Two main news items came from Apple’s annual shareholder meeting held Thursday: CEO Steve Jobs wants to hang onto the company’s $25 billion in cash for “big and bold” future investments and the firm borne of the desktop computer now considers itself a “mobile devices company.”
“This is not something we’re ordaining from the top. This is something our customers are saying with their dollars,” Jobs said, according to Reuters. Apple could get half of its revenue from the iPhone by 2011, an analyst said Thursday. However, Jobs stressed there are no plans to scuttle Apple’s line of desktop computers.
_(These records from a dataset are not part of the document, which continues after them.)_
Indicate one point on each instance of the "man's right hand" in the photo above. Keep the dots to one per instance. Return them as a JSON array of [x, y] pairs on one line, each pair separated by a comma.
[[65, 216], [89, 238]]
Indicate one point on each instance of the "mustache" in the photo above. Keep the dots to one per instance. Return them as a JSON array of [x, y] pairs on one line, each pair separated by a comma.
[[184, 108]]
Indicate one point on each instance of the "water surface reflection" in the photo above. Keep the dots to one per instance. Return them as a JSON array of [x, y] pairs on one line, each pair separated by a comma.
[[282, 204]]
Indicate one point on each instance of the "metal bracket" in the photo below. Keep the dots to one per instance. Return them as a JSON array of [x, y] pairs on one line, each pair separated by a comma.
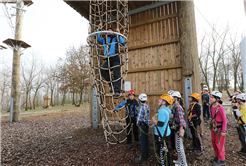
[[188, 91]]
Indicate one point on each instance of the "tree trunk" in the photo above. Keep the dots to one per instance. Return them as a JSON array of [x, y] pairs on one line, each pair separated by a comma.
[[235, 81], [73, 102], [26, 101], [63, 99], [51, 97]]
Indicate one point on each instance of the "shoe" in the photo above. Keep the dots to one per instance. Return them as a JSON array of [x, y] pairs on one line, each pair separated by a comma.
[[244, 156], [198, 152], [140, 160], [240, 151], [175, 161], [214, 159], [175, 154], [218, 162], [116, 95], [191, 147]]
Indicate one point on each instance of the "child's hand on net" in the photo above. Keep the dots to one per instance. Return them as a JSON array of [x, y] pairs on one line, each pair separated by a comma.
[[222, 134], [100, 26]]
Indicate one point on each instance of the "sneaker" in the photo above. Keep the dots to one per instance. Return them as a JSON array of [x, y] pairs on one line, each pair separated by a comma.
[[240, 151], [116, 95], [191, 147], [140, 160], [198, 152], [129, 146], [110, 91], [214, 159], [218, 162], [175, 154]]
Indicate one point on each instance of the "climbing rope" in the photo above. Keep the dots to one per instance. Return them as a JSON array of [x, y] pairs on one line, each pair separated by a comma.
[[113, 14]]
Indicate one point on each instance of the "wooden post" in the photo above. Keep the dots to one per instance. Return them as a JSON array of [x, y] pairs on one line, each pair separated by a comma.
[[245, 6], [188, 46], [15, 88]]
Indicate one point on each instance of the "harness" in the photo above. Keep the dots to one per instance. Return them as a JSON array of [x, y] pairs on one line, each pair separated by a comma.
[[190, 111], [213, 123], [132, 110]]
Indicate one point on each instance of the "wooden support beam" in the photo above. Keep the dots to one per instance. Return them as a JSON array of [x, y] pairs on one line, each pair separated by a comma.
[[151, 6], [154, 20], [188, 47], [155, 68], [154, 44]]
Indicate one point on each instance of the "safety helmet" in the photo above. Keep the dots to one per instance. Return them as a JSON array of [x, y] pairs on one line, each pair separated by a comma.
[[167, 98], [176, 94], [170, 92], [216, 94], [195, 95], [241, 96], [131, 92], [142, 97], [205, 89]]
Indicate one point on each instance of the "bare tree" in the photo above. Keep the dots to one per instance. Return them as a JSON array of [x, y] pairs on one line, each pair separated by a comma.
[[30, 70], [5, 86]]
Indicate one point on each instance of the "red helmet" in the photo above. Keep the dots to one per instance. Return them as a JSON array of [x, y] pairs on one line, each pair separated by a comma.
[[131, 92]]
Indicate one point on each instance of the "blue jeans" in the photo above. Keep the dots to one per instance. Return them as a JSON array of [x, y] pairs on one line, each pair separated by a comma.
[[144, 140]]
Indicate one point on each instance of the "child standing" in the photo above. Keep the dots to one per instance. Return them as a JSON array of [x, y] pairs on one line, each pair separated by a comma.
[[143, 124], [162, 130], [242, 122], [180, 124], [131, 111], [218, 128], [205, 104], [111, 52], [194, 112]]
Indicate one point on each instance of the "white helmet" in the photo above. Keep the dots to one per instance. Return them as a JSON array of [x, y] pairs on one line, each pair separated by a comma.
[[142, 97], [241, 96], [170, 92], [176, 94], [216, 93]]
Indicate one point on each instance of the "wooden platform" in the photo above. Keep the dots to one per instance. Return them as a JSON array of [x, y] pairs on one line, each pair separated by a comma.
[[26, 2], [20, 43], [2, 47]]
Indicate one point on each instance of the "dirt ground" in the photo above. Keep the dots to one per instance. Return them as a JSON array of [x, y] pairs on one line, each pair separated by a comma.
[[66, 138]]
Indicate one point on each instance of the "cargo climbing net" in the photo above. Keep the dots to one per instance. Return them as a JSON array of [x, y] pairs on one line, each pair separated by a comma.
[[110, 14]]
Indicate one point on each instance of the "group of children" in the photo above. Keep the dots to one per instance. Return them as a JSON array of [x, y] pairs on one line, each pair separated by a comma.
[[170, 118]]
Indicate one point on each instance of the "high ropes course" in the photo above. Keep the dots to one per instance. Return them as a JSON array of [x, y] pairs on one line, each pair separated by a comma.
[[109, 15]]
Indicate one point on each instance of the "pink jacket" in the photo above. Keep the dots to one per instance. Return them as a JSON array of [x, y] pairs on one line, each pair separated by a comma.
[[220, 117]]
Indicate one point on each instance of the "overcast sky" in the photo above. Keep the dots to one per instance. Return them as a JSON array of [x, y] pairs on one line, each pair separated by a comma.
[[51, 26]]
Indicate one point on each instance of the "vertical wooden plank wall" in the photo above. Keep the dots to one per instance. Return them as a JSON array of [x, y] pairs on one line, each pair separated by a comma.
[[154, 53]]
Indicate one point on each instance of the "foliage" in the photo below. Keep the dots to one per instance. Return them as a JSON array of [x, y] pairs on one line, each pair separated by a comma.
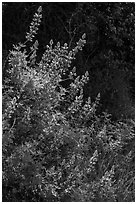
[[55, 146]]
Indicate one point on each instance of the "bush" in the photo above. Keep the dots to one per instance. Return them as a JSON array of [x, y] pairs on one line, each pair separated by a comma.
[[55, 146]]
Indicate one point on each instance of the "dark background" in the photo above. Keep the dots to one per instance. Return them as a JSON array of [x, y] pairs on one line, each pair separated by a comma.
[[109, 54]]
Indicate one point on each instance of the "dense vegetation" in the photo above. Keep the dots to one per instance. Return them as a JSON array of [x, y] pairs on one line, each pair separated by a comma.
[[60, 142]]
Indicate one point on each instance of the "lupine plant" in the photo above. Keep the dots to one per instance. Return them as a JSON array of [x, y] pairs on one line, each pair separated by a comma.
[[55, 146]]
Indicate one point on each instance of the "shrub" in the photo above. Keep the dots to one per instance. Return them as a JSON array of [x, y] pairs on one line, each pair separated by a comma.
[[55, 146]]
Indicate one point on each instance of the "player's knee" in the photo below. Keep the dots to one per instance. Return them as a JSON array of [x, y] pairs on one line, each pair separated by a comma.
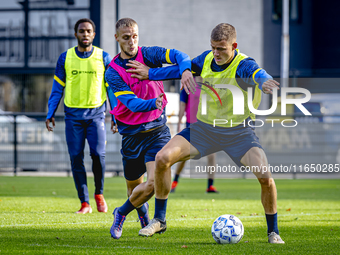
[[267, 182], [163, 160], [150, 187]]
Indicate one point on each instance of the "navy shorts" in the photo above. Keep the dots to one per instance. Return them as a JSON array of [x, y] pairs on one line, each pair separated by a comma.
[[141, 148], [235, 141]]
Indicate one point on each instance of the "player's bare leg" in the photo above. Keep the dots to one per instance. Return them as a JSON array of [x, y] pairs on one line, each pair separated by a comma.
[[179, 167], [145, 190], [177, 149], [139, 193], [211, 175], [256, 157]]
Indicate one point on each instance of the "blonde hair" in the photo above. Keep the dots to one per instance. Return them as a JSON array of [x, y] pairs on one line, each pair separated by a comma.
[[125, 22], [224, 31]]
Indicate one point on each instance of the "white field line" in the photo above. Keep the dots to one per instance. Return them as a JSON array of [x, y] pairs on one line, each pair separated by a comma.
[[97, 247], [181, 219]]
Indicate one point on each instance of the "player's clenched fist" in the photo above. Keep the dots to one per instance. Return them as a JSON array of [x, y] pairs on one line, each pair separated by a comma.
[[159, 102], [269, 85]]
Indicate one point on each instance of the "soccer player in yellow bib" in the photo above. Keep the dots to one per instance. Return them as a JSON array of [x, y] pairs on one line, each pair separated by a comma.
[[223, 64], [80, 72]]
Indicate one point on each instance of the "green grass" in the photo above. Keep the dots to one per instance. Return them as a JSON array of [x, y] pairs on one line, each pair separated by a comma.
[[37, 216]]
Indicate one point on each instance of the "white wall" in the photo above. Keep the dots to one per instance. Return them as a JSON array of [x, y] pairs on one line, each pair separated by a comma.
[[186, 24]]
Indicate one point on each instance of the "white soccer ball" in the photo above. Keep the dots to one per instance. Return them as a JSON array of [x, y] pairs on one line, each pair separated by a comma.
[[227, 229]]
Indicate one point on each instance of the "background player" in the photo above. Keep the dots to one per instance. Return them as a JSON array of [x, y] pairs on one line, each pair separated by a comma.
[[189, 106], [80, 72], [221, 65], [140, 116]]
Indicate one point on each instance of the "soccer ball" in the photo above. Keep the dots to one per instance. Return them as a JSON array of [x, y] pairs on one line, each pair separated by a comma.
[[227, 229]]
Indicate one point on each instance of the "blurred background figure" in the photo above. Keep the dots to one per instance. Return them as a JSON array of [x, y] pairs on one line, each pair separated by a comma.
[[80, 72]]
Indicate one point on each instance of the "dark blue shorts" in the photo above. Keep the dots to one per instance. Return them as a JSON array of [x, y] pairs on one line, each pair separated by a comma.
[[141, 148], [234, 141]]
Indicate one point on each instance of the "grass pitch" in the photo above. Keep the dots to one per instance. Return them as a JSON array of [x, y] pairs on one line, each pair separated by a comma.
[[37, 216]]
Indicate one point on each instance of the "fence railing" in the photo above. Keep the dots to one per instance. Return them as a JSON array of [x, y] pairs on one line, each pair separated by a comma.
[[309, 147]]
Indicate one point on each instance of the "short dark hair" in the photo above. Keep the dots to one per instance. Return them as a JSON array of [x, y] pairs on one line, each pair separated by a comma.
[[82, 21], [125, 22], [224, 31]]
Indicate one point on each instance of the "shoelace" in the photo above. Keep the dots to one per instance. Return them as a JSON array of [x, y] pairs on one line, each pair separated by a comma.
[[119, 224], [141, 219]]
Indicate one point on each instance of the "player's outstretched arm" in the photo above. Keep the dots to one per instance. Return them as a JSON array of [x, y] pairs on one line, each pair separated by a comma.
[[188, 82], [140, 71], [269, 85], [47, 122], [159, 102]]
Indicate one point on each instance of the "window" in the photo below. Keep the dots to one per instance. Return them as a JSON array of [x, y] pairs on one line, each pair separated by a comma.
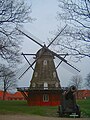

Jobs said that cash in the bank provides the company enough security to write a check without risking the company. Apple’s stock had risen prior to the meeting on rumor the company might announce a 4-for-1 stock split, a topic Jobs never addressed. Apple’s last dividend was nearly 20 years ago in 1995.
Although Apple can now make purchases, such as mobile ad firm Quattro and online music firm Lala, without arranging debt, the size of those acquisitions may need to increase to match the company’s growth. Jobs said the firm must think “pretty bold — pretty large.”
Jobs defended Google CEO Eric Schmidt’s conduct while on Apple’s board of directors. Although Schmidt’s tenure on the board was only from 2006-2007, the Apple CEO said the Google leader behaved ethically, excusing himself from discussions of matters where the two companies might conflict. The defense was in stark contrast to private remarks attributed to Jobs suggesting Google wanted to kill Apple’s iPhone.
Apple also made news when Jobs announced the company plans to open 25 stores in China.